« Bouddhistes et chrétiens : Guérir l’humanité blessée et la terre par le karuna et l’agapè »: tel est le titre du message du dicastère pour le dialogue interreligieux aux bouddhistes pour la fête de Vesak 2023.
Le message signé par le préfet du Dicastère, le cardinal Miguel Ángel Ayuso Guixot, M.C.C.J, et par le secrétaire du même dicastère, Mgr Indunil Janakaratne Kodithuwakku Kankanamalage, a été écrit le 16 avril dernier et a été publié ce vendredi 21 avril 2023.
Les bouddhistes, lit-on dans le texte, offrent « la guérison » lorsqu’ils incarnent « le karuna – la compassion envers tous les êtres, enseignée par le Bouddha » ou lorsqu’ils agissent « de manière désintéressée comme l’a fait le Bodhisattva ». « Ceux qui demeurent avec un esprit accompagné de compassion offrent un antidote aux crises mondiales », « en offrant une compassion globale en réponse à des maux répandus et interconnectés ».
Pour les chrétiens, indique le message, « il n’y a pas de remède plus efficace que la pratique de l’agapè (l’amour désintéressé), le grand héritage que Jésus a laissé à ses disciples ». « Jésus fait à ses disciples le don de l’amour divin – l’agapè – et leur enseigne à s’aimer les uns les autres ».
Le « Vesak », jour de la pleine lune du mois de mai, « est le jour le plus sacré pour des millions de bouddhistes à travers le monde », lit-on sur le site des Nations Unies. « C’est le Jour du Vesak, il y a 2 500 ans, en 623 av. J.-C., que le Bouddha est né. C’est également le Jour du Vesak que le Bouddha a atteint l’état d’illumination et qu’il est décédé dans sa quatre-vingtième année. »
En 1999, l’Assemblée générale des Nations Unies a proclamé la journée du Vesak Journée internationale.
Voici la traduction officielle du Saint-Siège du Message aux bouddhistes pour la fête de Vesak 2023.
Message du Conseil pontifical pour le dialogue interreligieux :
Bouddhistes et chrétiens
Guérir l’humanité blessée et la terre par le karuna et l’agapè
Chers amis bouddhistes,
Ce Dicastère, anciennement connu sous le nom de Conseil Pontifical pour le Dialogue Interreligieux, vous adresse ses salutations cordiales à l’occasion du Vesak, période festive au cours de laquelle vous célébrez la naissance, l’illumination et la mort du Bouddha.
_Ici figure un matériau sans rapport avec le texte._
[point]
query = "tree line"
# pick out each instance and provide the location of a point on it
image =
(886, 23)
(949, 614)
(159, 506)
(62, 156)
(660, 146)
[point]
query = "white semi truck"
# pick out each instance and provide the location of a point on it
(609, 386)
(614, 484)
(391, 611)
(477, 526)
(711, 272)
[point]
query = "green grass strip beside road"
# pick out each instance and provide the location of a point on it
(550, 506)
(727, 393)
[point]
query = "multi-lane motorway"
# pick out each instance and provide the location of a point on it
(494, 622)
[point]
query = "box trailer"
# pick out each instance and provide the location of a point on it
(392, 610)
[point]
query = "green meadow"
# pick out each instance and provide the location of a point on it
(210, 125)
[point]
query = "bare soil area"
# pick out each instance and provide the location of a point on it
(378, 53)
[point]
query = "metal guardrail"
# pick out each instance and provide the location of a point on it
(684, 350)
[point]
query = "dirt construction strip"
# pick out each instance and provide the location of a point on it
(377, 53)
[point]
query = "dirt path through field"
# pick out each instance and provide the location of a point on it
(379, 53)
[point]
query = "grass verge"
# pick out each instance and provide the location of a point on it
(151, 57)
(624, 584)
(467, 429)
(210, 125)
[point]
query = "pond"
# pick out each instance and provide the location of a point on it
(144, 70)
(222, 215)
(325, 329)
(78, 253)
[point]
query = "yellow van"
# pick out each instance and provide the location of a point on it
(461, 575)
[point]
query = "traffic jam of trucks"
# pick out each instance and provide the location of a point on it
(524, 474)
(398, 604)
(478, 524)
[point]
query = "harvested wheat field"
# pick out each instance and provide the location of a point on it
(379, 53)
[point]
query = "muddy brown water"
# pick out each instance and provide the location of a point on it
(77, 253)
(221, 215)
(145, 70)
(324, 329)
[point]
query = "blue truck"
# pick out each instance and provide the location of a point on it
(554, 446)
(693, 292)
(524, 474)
Puisse cette fête vous inciter une fois de plus à poursuivre votre quête de compréhension de la nature de dukkha, des conditions qui en sont la cause et de la manière dont elle peut être surmontée.
La vie a son lot de souffrances et de blessures, et les occasions festives peuvent nous permettre de prendre le recul nécessaire par rapport à notre routine quotidienne pour les aborder avec un regard renouvelé. La communication accrue dans le monde globalisé d’aujourd’hui nous a fait prendre conscience que les problèmes auxquels nous sommes confrontés ne sont pas isolés, mais qu’ils sont le résultat de tensions et de maux qui touchent l’ensemble de l’humanité. Les blessures qui affligent le monde sont nombreuses : pauvreté, discrimination et violence ; indifférence à l’égard des pauvres, asservissement résultant de modèles de développement qui ne respectent pas la personne humaine et la nature ; haine motivée et alimentée par l’extrémisme religieux et nationaliste ; et surtout, attitude de désespoir à l’égard de la vie exprimée par divers types d’anxiété et d’addiction. Toutes ces réalités mettent douloureusement en évidence notre vulnérabilité commune.
La conscience aiguë de cette vulnérabilité partagée appelle de nouvelles formes de solidarité façonnées par nos traditions religieuses respectives, vers lesquelles nous nous tournons pour trouver « la réponse aux énigmes cachées de la condition humaine, qui agitent profondément le cœur humain » (cf. Nostra Aetate 1). Parce que nous formons une seule famille humaine, nous sommes tous liés les uns aux autres en tant que frères et sœurs, co-habitants interdépendants de la terre. Nous naviguons sur le même bateau, « où le mal de l’un porte préjudice à tout le monde. Nous nous sommes rappelés que personne ne se sauve tout seul, qu’il n’est possible de se sauver qu’ensemble » (Pape François, Fratelli Tutti, 32). C’est pourquoi nous considérons qu’il est opportun de rappeler le potentiel de nos traditions religieuses respectives pour offrir des remèdes capables de guérir nos blessures douloureuses, ainsi que celles de nos familles, de nos nations et de notre planète.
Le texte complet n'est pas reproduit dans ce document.